HybridMPI+OpenMPoptimizationandscaling

Lightweight threading and vectorization with OpenMP in ACME · efficiency. Pure MPI parallelization...

Documents

Transcript of Lightweight threading and vectorization with OpenMP in ACME · efficiency. Pure MPI parallelization...

Dynamic Parallelization and Vectorization of Binary ...The Crusoe processor by Transmeta [9] is an example for both continuous runtime optimization and binary translation.
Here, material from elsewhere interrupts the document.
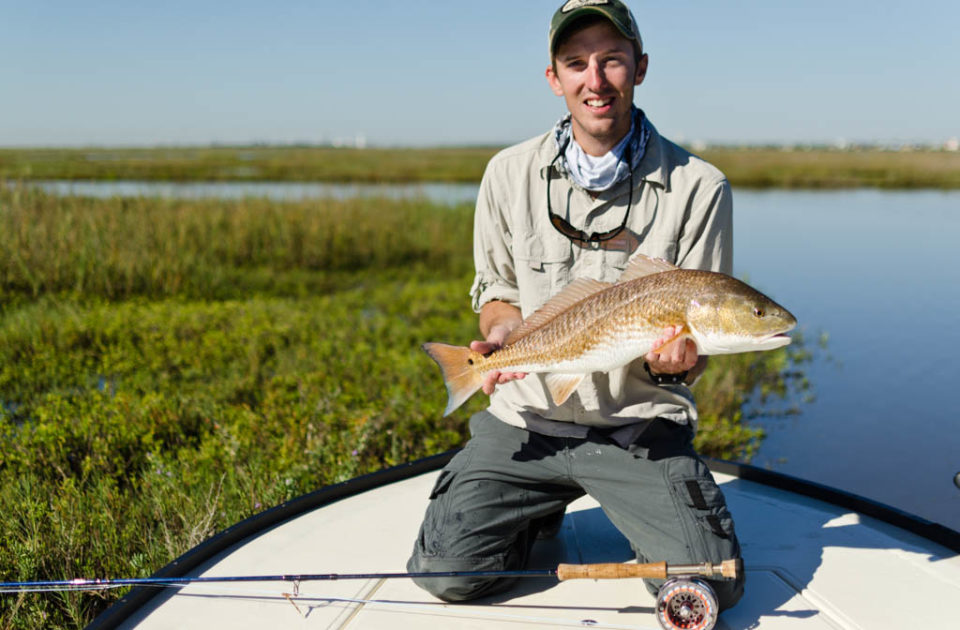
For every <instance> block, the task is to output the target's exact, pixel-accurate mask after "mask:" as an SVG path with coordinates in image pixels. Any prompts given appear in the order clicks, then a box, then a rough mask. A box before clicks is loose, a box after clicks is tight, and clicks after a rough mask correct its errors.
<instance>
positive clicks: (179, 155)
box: [0, 147, 960, 188]
mask: <svg viewBox="0 0 960 630" xmlns="http://www.w3.org/2000/svg"><path fill="white" fill-rule="evenodd" d="M496 150H497V148H495V147H462V148H421V149H345V148H340V149H336V148H329V147H214V148H190V147H182V148H140V149H103V148H88V149H0V180H2V179H7V180H18V179H25V180H26V179H95V180H118V179H132V180H162V181H333V182H420V181H444V182H478V181H480V177H481V176H482V174H483V169H484V167H485V166H486V163H487V161H488V160H489V159H490V157H491V156H492V155H493V154H494V153H495V152H496ZM702 157H704V158H706V159H707V160H708V161H710V162H712V163H714V164H715V165H716V166H717V167H718V168H720V170H722V171H723V172H724V173H726V174H727V177H728V178H729V179H730V182H731V183H732V184H733V185H734V186H736V187H746V188H851V187H859V186H869V187H878V188H960V152H946V151H933V150H917V151H882V150H874V149H861V150H854V151H839V150H829V149H812V150H790V151H786V150H780V149H766V148H746V149H733V148H710V149H707V150H705V151H703V152H702Z"/></svg>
Crusoe is

How to tackle the many- core challenge - DESY · Moore’s Law reinterpreted • Number of cores per chip will double every two years • Instruction parallelization (vectorization)
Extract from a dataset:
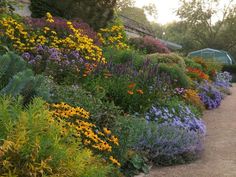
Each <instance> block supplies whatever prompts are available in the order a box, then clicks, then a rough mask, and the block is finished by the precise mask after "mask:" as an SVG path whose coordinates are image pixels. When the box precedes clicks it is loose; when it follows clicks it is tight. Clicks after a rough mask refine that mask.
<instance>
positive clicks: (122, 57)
mask: <svg viewBox="0 0 236 177" xmlns="http://www.w3.org/2000/svg"><path fill="white" fill-rule="evenodd" d="M104 57H105V58H106V59H107V61H110V62H113V63H117V64H120V63H127V62H132V63H135V64H137V65H138V64H139V63H140V62H141V61H143V56H142V55H141V54H140V53H139V52H137V51H135V50H132V49H116V48H104Z"/></svg>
Parallelization and Vectorization in GCC...3 July 2012 gcc-par-vect: Outline 1/81 Outline • Transformation for parallel and vector execution • Data dependence • Auto-parallelization

Parallelization of Coupled Cluster Code with OpenMP

Development of OpenMP Parallelization for MFIX-DEM · 2013. 8. 6. · • After instrumentation with OpenMP directives, performance analysis shows an efficiency of 87% on 8 threads

Arm in High Performance Computing: Fortran on AArch64fortrandev/2018/AGM18FP_Sircombe.pdf · •Partial Fortran 2008 support •OpenMP 3.1 •Directives to support explicit vectorization

Michael Voss, Principal Engineer Software and Services ...pingali/CS377P/2019sp/lectures/vectorization-voss.pdfThree layer cake for shared-memory programming. ... shared memory OpenMP,

OPTIMIZATION AND OPENMP PARALLELIZATION OF …€¦ · OPTIMIZATION AND OPENMP PARALLELIZATION OF A DISCRETE ELEMENT ... with the optimization and parallelization of a discrete element

LHCb ideas and path toward vectorization and parallelization

Performance Comparison of Pure MPI vs Hybrid MPI-OpenMP Parallelization Models on SMP Clusters

Introduction OpenMP Parallelization - Physics & …homepage.physics.uiowa.edu/~ghowes/teach/ihpc11/lec/ihpc11Lec... · Introduction OpenMP Parallelization Christian D. Ott TAPIR,

Multi-platform Automatic Parallelization and Power ... · (SMP servers) Server Code Generation OpenMP Compiler Shred memory servers Heterogeneous Multicores from Vendor B Hitachi,

Parallel Hybrid Computing · GPU GPU GPU GPU OpenMP HMPP MPI CUDA. Programming Multicores/ ... CILK, TBB, automatic parallelization, vectorization… • Distributed memory architectures

OpenMP Offload Evaluating Support for Features · OpenMP 1.0 OpenMP 2.0 OpenMP 2.0 OpenMP 2.5 OpenMP 3.0 OpenMP 3.1 OpenMP 4.0 OpenMP 4.5 OpenMP 5.0 OpenACC 1.0 OpenACC 2.5 OpenACC

Parallelization and Vectorization in GCC

OpenMP Application Program Interface Examples€¦ · 5 Introduction This collection of programming examples supplements the OpenMP API for Shared Memory Parallelization specifications,

An Introduction to OpenMP · 2 OpenMP General Concepts Parallelization Constructs Data Environment Synchronization 3 Final Considerations Complete Example Summary ... Thread libraries

SIMD Programming and What You Must Know about …Contents 1 Introduction 2 SIMD Instructions 3 SIMD programming alternatives Auto loop vectorization OpenMP SIMD Directives GCC’s

Advanced OpenMP Tutorial · Advanced OpenMP Tutorial – Vectorization Michael Klemm 1 IWOMP 2017 Advanced OpenMP Tutorial Christian Terboven Michael Klemm. OpenMPCon & IWOMP 2017

Experience with COSMO MPI/OpenMP hybrid parallelization Matthew Cordery, William Sawyer Swiss National Supercomputing Centre Ulrich Schättler Deutscher.